Ethernet: A network technology that allows devices to connect to a local area network *LAN) or the internet via wired connections. Ethernet cables offer an alternative to WiFi and can provide quicker speeds.
Landline: A traditional telephone connection that utilises copper wired or fibre optic cables to transfer voice and data signals.
Microfilter and Faceplate filter: Microfilters are used to separate voice and data signals on shared telephone lines.
Modem: A device that converts digital signals from a computer or network into analog signals suitable for transmission over telephone lines or other communication channels, and vice versa. Modems and routers are often combined in a single device we call a router.
Router: A device that allows other devices to connect to a home network.
Anti-malware: Software used to remove or prevent a malware infection.
Anti-spam: Applications or software that protect your email inbox from spam.
Anti-spyware: An application that identifies and removes spyware.
Anti-virus: Programmes that identify and protect your computer from malicious software.

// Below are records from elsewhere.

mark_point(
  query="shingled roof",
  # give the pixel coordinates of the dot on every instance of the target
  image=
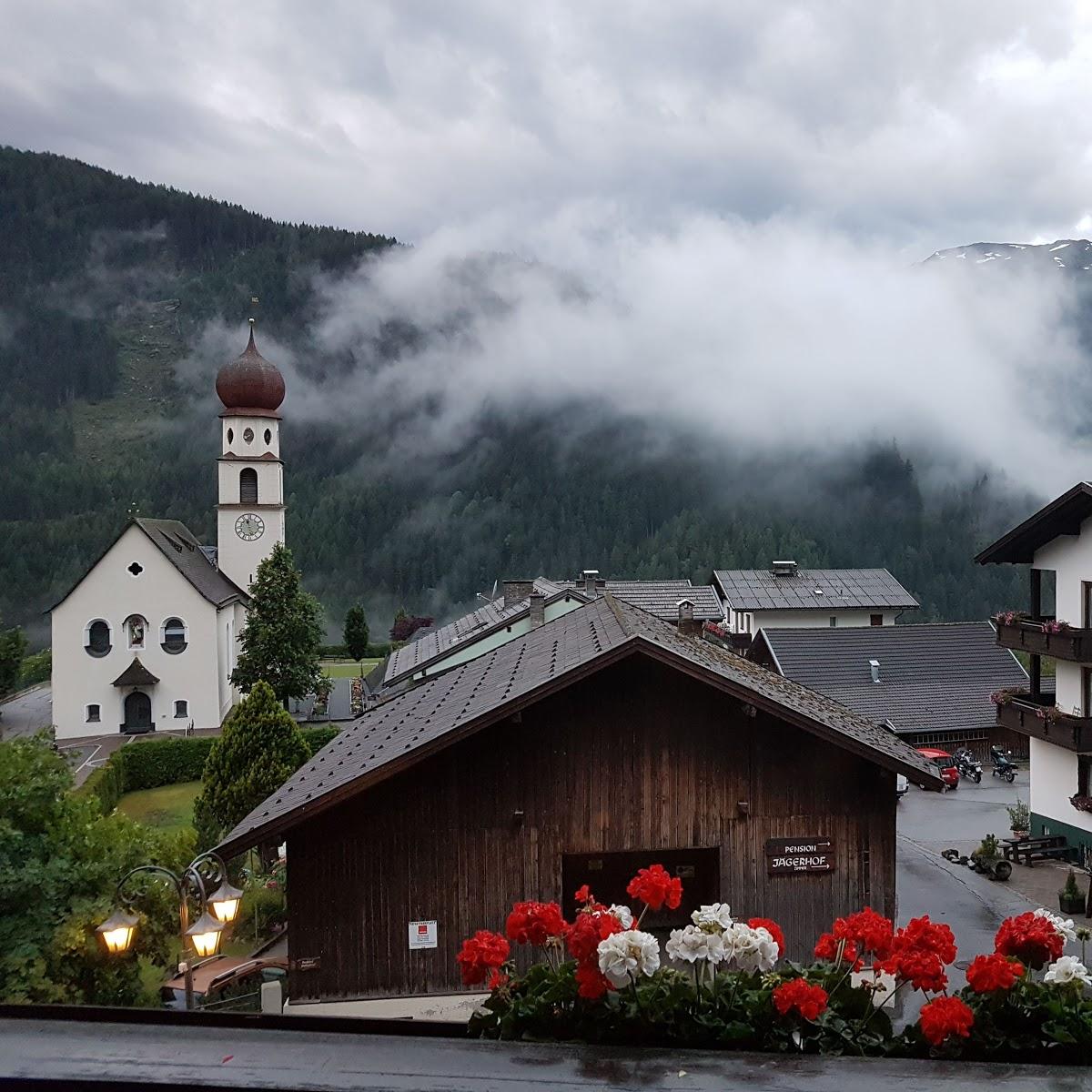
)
(443, 710)
(187, 555)
(1064, 516)
(932, 677)
(660, 598)
(813, 589)
(442, 642)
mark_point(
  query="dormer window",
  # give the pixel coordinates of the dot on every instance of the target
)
(136, 629)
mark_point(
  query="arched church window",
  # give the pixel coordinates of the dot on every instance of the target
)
(248, 486)
(96, 638)
(136, 629)
(175, 637)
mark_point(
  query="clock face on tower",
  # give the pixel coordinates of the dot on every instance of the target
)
(249, 527)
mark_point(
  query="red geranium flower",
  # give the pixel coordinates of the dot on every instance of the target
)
(987, 973)
(944, 1016)
(1033, 940)
(803, 997)
(774, 928)
(592, 983)
(582, 938)
(655, 887)
(480, 955)
(828, 945)
(534, 923)
(920, 953)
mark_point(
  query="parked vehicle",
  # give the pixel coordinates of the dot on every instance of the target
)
(223, 978)
(967, 765)
(1004, 767)
(945, 763)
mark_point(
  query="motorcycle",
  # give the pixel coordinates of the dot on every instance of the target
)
(1004, 767)
(967, 765)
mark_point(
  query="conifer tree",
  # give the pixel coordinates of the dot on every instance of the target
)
(284, 632)
(261, 746)
(356, 632)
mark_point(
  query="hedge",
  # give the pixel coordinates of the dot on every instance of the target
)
(156, 763)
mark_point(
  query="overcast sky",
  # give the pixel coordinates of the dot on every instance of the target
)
(915, 124)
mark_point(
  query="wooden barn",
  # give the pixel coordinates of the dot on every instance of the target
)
(598, 743)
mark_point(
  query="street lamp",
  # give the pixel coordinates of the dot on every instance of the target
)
(116, 934)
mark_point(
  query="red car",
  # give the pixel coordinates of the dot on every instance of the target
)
(945, 763)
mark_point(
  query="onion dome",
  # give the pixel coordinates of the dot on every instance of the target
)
(250, 382)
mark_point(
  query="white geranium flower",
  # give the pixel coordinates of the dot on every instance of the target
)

Capping: Refers to a limit placed on a broadband service.
Data transfer rate: Refers to the speed at which data moves across a connection.
File sharing: Distributing and accessing files like music, images, and videos.
Firewall: A network security device between a computer and the internet that permits or blocks data based on security rules.
IMAP: An acronym for Internet Message Access Protocol, IMAP is a standard email protocol that allows users to access and manage their email messages stored on a mail server from multiple devices.
Latency: The reaction speed of a network measured in milliseconds. The higher the latency, the more likely you’ll run into speed issues when performing activities that require instant communication.
Packet: A unit of data transmitted over a network.
RAM: An acronym for Random Access Memory, RAM is a type of computer memory that provides temporary storage for data and instructions that are actively being used by the computer’s processor.
WAN: An acronym for Wide Area Network, WAN is a network infrastructure that spans a large geographic area and connects multiple local area networks (LANs) together.